Students worked on a real-world dataset, making predictions using various machine learning models. Alternatively, they could choose datasets from their own fields of study, leading to a variety of projects in areas such as mechanical engineering, sports analytics, and image recognition.
Participants applied machine learning techniques like data cleaning, feature engineering, and hyperparameter tuning, using tools like Scikit-learn to build accurate models. The course also featured an introduction to deep learning with PyTorch, where students built simple neural networks and explored convolutional neural networks (CNNs) for image recognition tasks.
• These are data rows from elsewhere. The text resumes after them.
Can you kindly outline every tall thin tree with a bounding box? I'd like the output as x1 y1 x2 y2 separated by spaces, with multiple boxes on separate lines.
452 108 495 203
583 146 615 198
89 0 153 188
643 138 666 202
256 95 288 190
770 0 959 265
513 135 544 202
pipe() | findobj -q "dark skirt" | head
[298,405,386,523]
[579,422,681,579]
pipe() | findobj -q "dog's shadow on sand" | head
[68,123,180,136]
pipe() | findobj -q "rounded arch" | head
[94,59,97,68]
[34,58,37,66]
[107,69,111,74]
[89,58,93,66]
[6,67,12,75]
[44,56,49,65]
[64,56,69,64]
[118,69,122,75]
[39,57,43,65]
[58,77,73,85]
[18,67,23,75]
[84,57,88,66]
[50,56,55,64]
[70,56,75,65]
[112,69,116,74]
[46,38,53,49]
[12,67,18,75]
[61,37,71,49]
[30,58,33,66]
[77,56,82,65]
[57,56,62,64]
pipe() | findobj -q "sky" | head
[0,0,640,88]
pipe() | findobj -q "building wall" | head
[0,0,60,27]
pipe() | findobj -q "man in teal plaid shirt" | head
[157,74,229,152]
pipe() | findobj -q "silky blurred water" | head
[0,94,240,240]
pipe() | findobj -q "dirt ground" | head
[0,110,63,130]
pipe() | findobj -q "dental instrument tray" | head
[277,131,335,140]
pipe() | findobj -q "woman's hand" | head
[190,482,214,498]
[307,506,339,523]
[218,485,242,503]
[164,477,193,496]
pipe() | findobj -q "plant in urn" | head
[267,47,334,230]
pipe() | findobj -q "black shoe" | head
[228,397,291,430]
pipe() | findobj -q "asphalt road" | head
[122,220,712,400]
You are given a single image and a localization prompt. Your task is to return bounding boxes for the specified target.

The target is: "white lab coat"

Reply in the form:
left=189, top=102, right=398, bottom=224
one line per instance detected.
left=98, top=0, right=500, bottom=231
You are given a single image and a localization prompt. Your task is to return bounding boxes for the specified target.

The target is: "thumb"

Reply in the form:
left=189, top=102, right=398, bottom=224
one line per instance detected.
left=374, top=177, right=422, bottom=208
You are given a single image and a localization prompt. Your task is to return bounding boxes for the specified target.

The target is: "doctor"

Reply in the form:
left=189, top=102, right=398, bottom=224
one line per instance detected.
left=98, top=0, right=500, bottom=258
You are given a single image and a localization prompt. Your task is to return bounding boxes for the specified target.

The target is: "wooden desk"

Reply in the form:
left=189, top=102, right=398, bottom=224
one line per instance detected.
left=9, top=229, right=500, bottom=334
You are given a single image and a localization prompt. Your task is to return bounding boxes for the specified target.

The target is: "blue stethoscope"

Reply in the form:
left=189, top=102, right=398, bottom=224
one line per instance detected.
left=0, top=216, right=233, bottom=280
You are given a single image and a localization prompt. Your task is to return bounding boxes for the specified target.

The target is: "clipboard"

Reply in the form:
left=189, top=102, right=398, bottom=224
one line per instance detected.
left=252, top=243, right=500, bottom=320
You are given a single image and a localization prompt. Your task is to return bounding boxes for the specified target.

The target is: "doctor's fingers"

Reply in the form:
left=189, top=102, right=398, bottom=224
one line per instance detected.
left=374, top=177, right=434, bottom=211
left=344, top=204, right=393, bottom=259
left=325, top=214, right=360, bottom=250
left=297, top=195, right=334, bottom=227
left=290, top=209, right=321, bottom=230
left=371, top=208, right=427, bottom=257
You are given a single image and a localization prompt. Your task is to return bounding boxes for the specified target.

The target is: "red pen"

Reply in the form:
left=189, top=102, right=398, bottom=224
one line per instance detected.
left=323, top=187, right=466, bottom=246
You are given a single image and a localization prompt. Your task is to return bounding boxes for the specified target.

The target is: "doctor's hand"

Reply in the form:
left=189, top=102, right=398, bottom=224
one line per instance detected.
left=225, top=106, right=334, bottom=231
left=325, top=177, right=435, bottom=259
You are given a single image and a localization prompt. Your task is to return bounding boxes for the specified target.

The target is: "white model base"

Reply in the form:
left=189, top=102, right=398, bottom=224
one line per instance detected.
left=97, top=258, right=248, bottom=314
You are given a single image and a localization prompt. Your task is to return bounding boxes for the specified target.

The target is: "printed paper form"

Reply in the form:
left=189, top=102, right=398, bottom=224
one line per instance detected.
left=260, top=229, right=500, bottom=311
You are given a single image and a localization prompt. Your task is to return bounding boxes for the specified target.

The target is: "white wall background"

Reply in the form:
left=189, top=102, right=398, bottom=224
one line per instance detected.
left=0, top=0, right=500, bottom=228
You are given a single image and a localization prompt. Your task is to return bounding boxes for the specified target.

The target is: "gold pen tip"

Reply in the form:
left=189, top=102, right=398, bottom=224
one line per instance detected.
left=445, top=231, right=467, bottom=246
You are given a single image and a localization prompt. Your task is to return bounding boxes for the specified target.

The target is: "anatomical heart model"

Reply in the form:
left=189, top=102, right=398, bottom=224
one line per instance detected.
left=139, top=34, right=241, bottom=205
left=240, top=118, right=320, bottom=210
Each student presented their findings, demonstrating their understanding of the concepts. The use of visualization tools like Matplotlib and Seaborn further helped them interpret and present their data effectively.
Services Provided
The instructor of the course was a postdoctoral researcher at the 3CA.UBI, supported by the
EUROCC project.
Impact
The course had a significant impact on participants, enhancing their understanding of machine learning and data science. Students now possess a well-rounded skillset that enables them to tackle real-world challenges using machine learning techniques. The blend of practical and theoretical training has prepared them for future careers and academic pursuits, particularly in applying machine learning across various domains like engineering, sports, and computer vision.
Though students did not run large computations on HPC during the course, they are now equipped with the knowledge to utilize these resources effectively. The upcoming course, Hands-on Supercomputing in Machine Learning, offered by the 3CA.UBI, will build on this foundation, enabling participants to further optimize their models using HPC.